The wise and honest men running Chicago recently cashed out their parking meter system for $1 billion in immediate cash for a long term lease by a private corporation.
This is the sort of thinking that got us into this financial mess to begin with, running up the credit card with no way to pay it back.
As one visionary city councilman said, "Where else can you get a wad of $1 billion all at once?"
Does anyone think that money will be spent responsibly?
What will they do in 15--or five--years when they need more money?

But Golddigger Sacks America is making hundreds of millions working the deals to lease out American territory to foreign entities. Who's to say the next step isn't some Spanish militia stopping all vehicles on "their" road to search for "unauthorized" material?

This is probably illegal, it is certainly indecent and ill-advised regarding the maintenance of national sovereignty. But niether party seems interested in core American values like hard work, honesty, saving for the future vs. ringing up the plastic, too much to mention here.

It is a fact that $15 or $50 billion is a drop in the bucket compared to what the feds have illegally and unconstitutionally sent out to God knows who--probably some Chinese banks are involved, they will try to keep this all a secret--and the hippocrites in Congress criticize the auto execs for doing, on a very small scale, what Congress and the sectreas have done on a massive scale.

If American Express can wave a magic wand and become a bank and thus become eligible for free unaccountable untraceable money, the auto companies with their captive finance companies which by the way also grant home mortgages--GMAC, anyone??--are CERTAINLY eligible to wave that same magic wand.

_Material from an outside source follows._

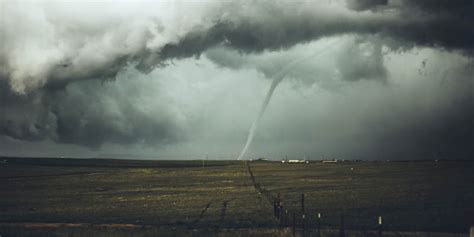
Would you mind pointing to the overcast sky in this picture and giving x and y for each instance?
(360, 79)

Which is what any of them with ball one should do, despite Congress' criticism of their even speaking of such an unethical act.

IMO that is exactly what the auto industry should do. But the East Coast Mafia that stretches from NYC to DC and is all in bed together, sometimes literally, would be outraged, outraged!! if anyone were to think of such an unethical act.

The problem is not Wall Street, it is not banking, it is the mobsters in Congress and the White House who have already bankrupted the nation and still spend as if their credit cards had no limit and no bill due.

The bill is coming due, however.

Meanwhile, does anyone remember the steel industry?

America needs its core industries, as another poster noted, all foreign industrial powers subsidize their core industries and it is time for the USA to do so in a way that maximizes the capitalist system and minimizes government interference.